Trauma-informed care in child/family welfare services

CFCA Paper No. 37 – February 2016

Moving forward

Much of the literature identified that the paradigm shift towards implementation of a trauma-informed approach to care needed to include commitment from political leadership at all levels (Ashmore, 2013; Bateman et al., 2013; Kramer et al., 2015).

In Australia, the Mental Health Coordinating Council (Bateman et al., 2013) has articulated the requirement for a policy statement from national and state leaders endorsing the concept of trauma as a priority mental health issue and supporting the transition to a trauma-informed service system. This would ensure that there is an identifiable commitment from governments to support the need for trauma-informed service systems.

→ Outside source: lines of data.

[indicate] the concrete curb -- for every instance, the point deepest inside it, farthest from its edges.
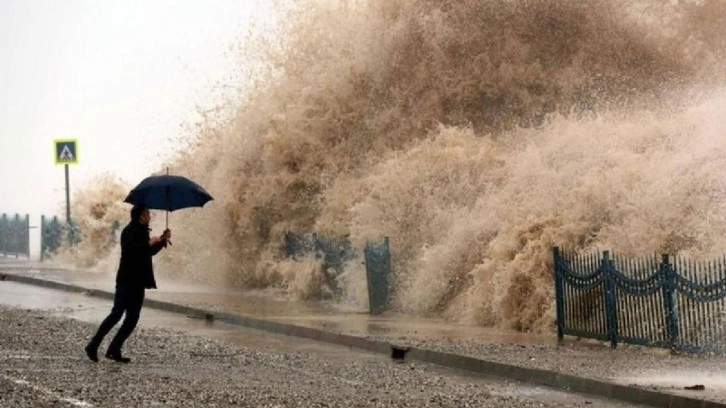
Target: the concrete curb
(547, 378)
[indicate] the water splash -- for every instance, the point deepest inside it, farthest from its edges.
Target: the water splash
(476, 135)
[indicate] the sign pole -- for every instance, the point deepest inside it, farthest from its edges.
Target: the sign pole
(68, 198)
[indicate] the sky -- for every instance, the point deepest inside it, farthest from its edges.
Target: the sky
(122, 77)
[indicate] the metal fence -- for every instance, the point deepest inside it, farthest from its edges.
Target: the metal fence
(15, 235)
(335, 252)
(656, 301)
(54, 232)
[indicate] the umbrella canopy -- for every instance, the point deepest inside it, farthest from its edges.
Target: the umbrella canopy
(167, 192)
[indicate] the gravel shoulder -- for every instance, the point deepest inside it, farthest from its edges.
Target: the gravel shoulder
(42, 365)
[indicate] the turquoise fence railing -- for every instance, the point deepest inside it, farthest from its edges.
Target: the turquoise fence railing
(15, 235)
(655, 301)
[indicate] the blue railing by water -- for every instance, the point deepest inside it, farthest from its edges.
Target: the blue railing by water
(656, 301)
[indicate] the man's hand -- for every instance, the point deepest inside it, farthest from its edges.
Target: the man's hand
(166, 236)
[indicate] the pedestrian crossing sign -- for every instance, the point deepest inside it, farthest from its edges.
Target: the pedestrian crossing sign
(66, 151)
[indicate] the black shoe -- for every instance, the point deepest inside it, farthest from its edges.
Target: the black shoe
(92, 353)
(117, 357)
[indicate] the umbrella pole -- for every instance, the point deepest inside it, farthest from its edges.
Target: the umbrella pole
(168, 201)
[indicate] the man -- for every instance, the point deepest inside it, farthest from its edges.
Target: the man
(135, 275)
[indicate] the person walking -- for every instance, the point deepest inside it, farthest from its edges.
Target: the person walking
(135, 275)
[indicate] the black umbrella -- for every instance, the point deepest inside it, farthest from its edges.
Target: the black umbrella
(168, 192)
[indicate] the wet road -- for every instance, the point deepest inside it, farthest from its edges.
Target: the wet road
(447, 385)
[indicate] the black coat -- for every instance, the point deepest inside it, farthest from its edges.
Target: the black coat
(135, 268)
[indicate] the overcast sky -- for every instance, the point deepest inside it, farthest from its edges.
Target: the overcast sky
(121, 76)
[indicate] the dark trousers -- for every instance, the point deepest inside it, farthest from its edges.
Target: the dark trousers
(128, 300)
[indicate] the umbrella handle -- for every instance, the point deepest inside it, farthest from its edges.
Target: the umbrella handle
(168, 199)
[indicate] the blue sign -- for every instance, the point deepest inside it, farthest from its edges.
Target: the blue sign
(66, 151)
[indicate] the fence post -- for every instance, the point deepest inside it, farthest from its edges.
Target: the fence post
(611, 311)
(42, 237)
(559, 294)
(16, 235)
(27, 235)
(378, 275)
(4, 232)
(669, 300)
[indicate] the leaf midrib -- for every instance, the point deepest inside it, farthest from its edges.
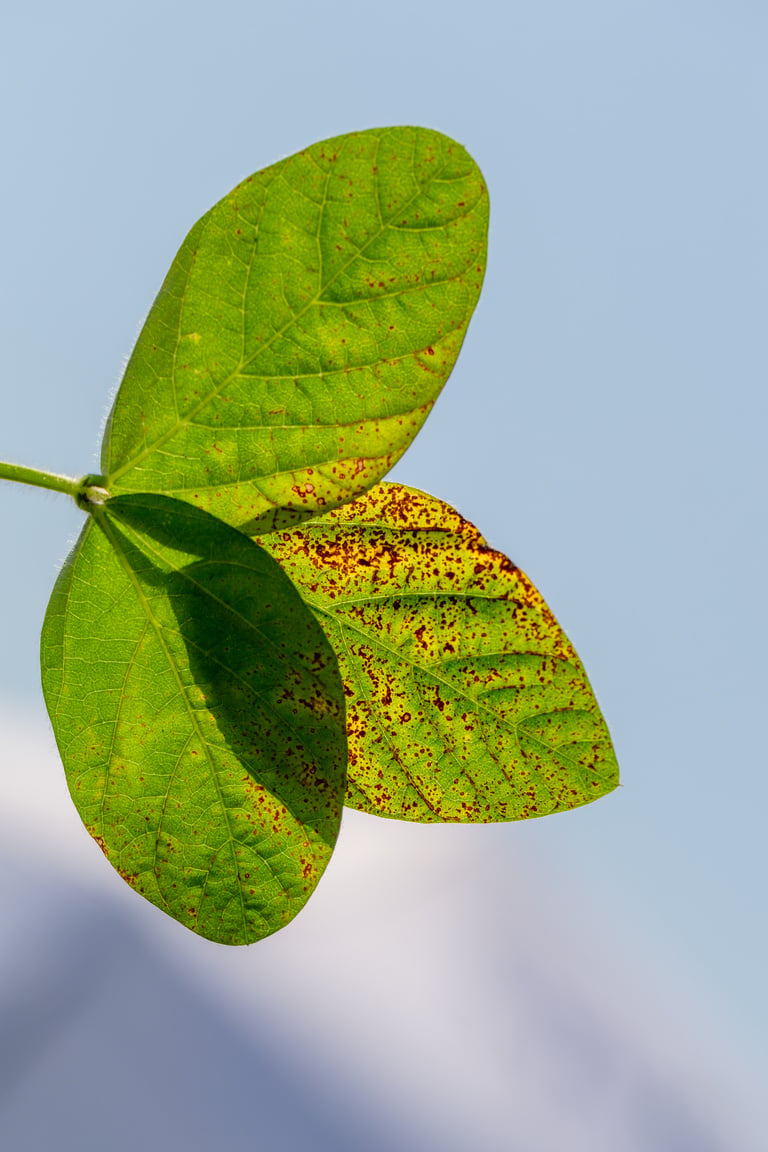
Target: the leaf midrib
(114, 476)
(104, 524)
(477, 705)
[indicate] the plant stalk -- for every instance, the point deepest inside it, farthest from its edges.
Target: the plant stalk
(21, 475)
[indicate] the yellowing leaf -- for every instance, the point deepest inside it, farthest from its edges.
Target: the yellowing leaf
(465, 699)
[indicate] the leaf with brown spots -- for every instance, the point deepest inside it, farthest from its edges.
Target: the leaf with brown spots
(304, 330)
(199, 714)
(465, 699)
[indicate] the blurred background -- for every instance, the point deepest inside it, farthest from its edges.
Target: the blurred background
(593, 980)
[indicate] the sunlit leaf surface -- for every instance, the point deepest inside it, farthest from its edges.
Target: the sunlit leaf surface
(199, 714)
(305, 328)
(465, 699)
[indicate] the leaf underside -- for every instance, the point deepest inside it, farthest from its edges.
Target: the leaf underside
(304, 330)
(465, 700)
(199, 714)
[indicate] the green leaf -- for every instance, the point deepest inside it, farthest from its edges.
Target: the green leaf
(465, 699)
(304, 330)
(199, 715)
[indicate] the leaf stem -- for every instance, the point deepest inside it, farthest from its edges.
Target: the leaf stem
(21, 475)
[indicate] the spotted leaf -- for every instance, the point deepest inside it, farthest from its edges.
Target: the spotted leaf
(304, 330)
(199, 715)
(465, 699)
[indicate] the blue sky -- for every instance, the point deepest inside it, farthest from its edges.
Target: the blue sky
(605, 425)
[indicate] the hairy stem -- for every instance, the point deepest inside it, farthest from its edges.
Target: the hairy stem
(52, 480)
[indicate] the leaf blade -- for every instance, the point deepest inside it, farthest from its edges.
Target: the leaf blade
(305, 328)
(465, 699)
(210, 773)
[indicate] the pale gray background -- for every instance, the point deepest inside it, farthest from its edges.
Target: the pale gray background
(605, 426)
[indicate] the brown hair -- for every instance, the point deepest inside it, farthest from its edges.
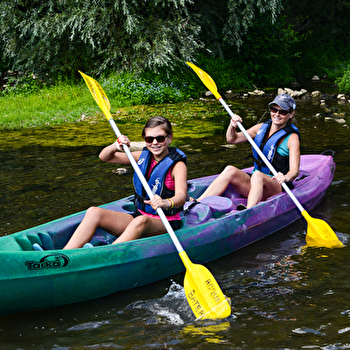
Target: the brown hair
(158, 121)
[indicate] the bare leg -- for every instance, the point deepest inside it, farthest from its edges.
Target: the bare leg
(230, 175)
(262, 187)
(141, 225)
(109, 220)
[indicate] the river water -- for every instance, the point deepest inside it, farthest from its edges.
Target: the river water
(283, 297)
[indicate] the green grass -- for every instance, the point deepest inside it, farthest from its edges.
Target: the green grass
(50, 106)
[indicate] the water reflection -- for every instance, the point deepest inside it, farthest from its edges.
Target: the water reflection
(282, 297)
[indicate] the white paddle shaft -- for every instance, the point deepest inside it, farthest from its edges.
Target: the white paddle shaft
(262, 156)
(147, 188)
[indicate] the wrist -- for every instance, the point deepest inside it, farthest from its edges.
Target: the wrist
(171, 203)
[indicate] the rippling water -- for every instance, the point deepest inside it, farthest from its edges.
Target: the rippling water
(283, 297)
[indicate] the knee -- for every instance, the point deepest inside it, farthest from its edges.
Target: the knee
(140, 222)
(257, 177)
(229, 171)
(93, 212)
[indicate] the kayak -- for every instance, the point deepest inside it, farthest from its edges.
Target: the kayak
(213, 228)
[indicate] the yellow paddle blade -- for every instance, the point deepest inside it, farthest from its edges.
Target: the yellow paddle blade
(320, 234)
(203, 292)
(98, 94)
(206, 79)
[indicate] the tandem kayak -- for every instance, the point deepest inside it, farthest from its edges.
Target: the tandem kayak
(213, 228)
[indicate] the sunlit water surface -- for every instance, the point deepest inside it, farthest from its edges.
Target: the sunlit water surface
(283, 297)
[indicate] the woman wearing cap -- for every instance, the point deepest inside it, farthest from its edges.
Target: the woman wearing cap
(278, 139)
(165, 170)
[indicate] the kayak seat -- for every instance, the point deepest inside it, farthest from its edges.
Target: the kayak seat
(218, 205)
(43, 239)
(197, 214)
(210, 207)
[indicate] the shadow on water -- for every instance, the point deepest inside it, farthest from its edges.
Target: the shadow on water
(282, 296)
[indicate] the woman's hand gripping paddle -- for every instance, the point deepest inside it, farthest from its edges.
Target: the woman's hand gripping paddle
(319, 233)
(202, 291)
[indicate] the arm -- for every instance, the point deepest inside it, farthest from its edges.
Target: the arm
(238, 137)
(114, 152)
(294, 160)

The broad dissemination of information about trauma-informed, evidence-based best practice has been identified as an important feature of developing the evidence base around trauma (Kramer et al., 2015). Development of a nationally based resource, such as SAMHSA's National Center for Trauma-Informed Care and the National Child Traumatic Stress Network, would provide an Australian-based network of information to support policy development and service delivery and to enable the use of what is currently known about trauma-informed services in different health and human service sectors. Having central resources such as these, is instrumental in shifting human service systems towards a trauma-informed approach to service delivery.7 Australia does not yet have a body with such a specific focus but extensive work has been undertaken by organisations such as the Mental Health Coordinating Council and Adults Surviving Child Abuse, among others, to help shape behavioural health policy towards incorporating an understanding of the damaging effects of trauma into policy and service delivery approaches.

Although there are some resources and tools now available to support guidance towards trauma-informed systems of care in Australia (Bateman et. al., 2013), there does not appear to be an overarching trauma framework to support a shift in a consistent way. As noted earlier, organisations in Australia have recognised the need for trauma-informed services and interventions but the current array of methods, models and interventions on offer and in use do not support a coordinated and common approach that would ensure trauma-informed has a consistent meaning and interpretation in service delivery.